Mário Ferreira dos Santos

“Todo homem deve viver e morrer como um  guerreiro”. 
(Mário F. dos Santos)

Filósofo brasileiro (1907-1968). Nasceu em Tietê (São Paulo). Passou sua infância e adolescência em Pelotas (Rio Grande do Sul). Licenciou-se em Direito e Ciências Sociais pela Universidade de Porto Alegre. Mudou-se para São Paulo onde fundou duas editoras para publicação e divulgação de suas obras (Editora Logos e Editora Matese).

Escritor e pensador extraordinariamente fecundo publicou, em menos de quinze anos, a coleção Enciclopédia de Ciências Filosóficas e Sociais, que abrange 45 volumes; parte deles de caráter teorético e parte histórico-críticos. Em 1957 publicou Filosofia Concreta que estabelece o seu modo de filosofar. Ferreira dos Santos é um filósofo apodítico considerando a Filosofia como ciência rigorosa, aceitando o que é demonstrado e não o problemático e provável. Para ele, a Filosofia possui o genuíno valor de ciência, seja na investigação e na sistematização, assim como na análise e na síntese de temas expositivos e polêmica. Em 1959, a edição de Métodos Lógicos e Dialéticos, expõe uma nova metodologia para guiar com segurança o estudioso no campo do saber.

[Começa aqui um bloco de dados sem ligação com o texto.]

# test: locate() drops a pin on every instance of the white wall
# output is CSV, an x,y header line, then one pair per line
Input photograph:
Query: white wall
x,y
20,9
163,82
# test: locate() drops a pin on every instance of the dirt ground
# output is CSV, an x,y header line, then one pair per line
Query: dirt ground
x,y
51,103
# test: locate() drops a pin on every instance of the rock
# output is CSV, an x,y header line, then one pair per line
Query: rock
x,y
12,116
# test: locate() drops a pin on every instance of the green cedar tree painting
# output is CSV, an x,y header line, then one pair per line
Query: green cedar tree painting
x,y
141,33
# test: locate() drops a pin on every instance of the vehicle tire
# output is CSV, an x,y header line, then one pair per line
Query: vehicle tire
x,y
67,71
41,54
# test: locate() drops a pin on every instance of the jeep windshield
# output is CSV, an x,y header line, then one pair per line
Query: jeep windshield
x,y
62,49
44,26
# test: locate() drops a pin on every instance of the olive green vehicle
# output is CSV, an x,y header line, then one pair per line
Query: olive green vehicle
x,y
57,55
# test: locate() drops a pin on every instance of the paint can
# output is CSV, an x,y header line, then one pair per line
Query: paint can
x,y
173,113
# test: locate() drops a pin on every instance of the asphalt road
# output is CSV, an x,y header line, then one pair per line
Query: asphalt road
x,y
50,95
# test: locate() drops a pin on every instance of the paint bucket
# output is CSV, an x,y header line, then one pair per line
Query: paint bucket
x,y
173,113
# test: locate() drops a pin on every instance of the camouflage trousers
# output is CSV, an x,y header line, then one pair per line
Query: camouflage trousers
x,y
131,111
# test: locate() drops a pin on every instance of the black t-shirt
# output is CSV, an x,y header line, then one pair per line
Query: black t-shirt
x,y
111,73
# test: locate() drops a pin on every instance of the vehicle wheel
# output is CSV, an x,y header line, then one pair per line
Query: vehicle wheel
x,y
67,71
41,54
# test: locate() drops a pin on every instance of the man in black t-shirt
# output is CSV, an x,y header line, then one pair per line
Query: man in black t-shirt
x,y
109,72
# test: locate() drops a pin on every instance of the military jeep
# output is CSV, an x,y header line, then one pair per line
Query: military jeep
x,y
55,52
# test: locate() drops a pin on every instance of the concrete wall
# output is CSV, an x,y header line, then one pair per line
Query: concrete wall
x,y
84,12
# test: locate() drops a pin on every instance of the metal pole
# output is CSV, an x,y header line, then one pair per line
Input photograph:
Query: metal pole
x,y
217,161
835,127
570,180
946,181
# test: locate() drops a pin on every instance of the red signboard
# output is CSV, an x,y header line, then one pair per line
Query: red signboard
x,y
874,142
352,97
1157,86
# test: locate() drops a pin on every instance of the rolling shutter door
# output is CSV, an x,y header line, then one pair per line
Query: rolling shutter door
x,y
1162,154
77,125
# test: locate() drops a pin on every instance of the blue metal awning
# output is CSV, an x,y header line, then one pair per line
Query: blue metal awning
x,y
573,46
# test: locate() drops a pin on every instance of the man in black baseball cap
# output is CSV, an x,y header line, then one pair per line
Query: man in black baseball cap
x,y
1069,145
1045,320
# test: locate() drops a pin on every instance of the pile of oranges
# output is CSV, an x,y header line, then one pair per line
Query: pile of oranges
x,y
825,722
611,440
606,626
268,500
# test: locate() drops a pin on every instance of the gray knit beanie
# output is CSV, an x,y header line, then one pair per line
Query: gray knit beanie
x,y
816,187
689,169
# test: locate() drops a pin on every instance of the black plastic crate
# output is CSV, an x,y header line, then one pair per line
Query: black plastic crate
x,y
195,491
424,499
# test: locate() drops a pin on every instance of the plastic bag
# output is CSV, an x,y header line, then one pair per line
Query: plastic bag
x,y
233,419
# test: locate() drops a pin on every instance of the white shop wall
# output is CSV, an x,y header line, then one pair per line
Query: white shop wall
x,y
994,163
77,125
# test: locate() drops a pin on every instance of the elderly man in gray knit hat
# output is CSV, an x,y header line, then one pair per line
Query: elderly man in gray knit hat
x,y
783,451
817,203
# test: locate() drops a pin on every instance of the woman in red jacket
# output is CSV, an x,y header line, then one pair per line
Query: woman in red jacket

"O que propriamente chamamos de Dialética Concreta é a arte de unir o conhecimento especulativo com o conhecimento prático, a ciência especulativa à ciência prática, desde que compreendamos que há uma dialética própria a cada disciplina, como há uma dialética própria para cada subordinante, tanto para a parte prática como para a parte especulativa. A Dialética, que consegue unir as duas, é precisamente a Dialética Concreta, porque concreciona a práxis com a epistéme humana no sentido superior, pois há necessidade de ficar bem clara a distinção entre a Ciência especulativa e a Ciência prática."

Em Tratado de Simbólica justifica-a como disciplina filosófica; já que pode-se considerar todas as coisas no seu aparecer, na forma como se apresentam, como um apontar para algo ao qual elas se referem. Chamou a atenção para a importância de simbólica na interpretação dos livros sagrados, já que a dialética simbólica é um instrumento de auxílio à hermenêutica. Baseando-se nela interpretou o Apocalipse de São João, obra inédita.

Em Pitágoras e o Tema do Número, publicado em 1960, visualizou o filósofo grego sob novos ângulos. "Este livro é já uma realização do emprego do meu método dialético-concreto, e as conclusões obtidas estão fundadas em bases reais e históricas, suficientes para assegurar a justeza das minhas afirmações, as quais sempre procuro demonstrar."

Em 1967, iniciou a publicação das obras da "Matese da Filosofia Concreta" que completavam o trabalho iniciado em "Filosofia Concreta". Entretanto só foram publicadas: "A Sabedoria dos Princípios", "A Sabedoria da Unidade" , "A Sabedoria do Ser e do Nada", deixando vários inéditos, A Sabedoria das Leis, A Sabedoria da Dialética Concreta, A Sabedoria dos Esquemas e a Sabedoria das Tensões.

Para a publicação Rumos da Filosofia atual no Brasil em auto-retratos, organizada pelo Prof. Dr. Pe. Stanislaus Ladusãns S.J., escreveu o seu auto retrato filosófico. Ed. Loyola, S.P. 1976.

Teve sua biografia, da autoria do Prof. Padre Carlos Beraldo S.J., publicada na Enciclopédia Filosóficas. Centro di Studi Filosofici di Gallarate. G.C. Sansoni. Editora Firenze, 1969.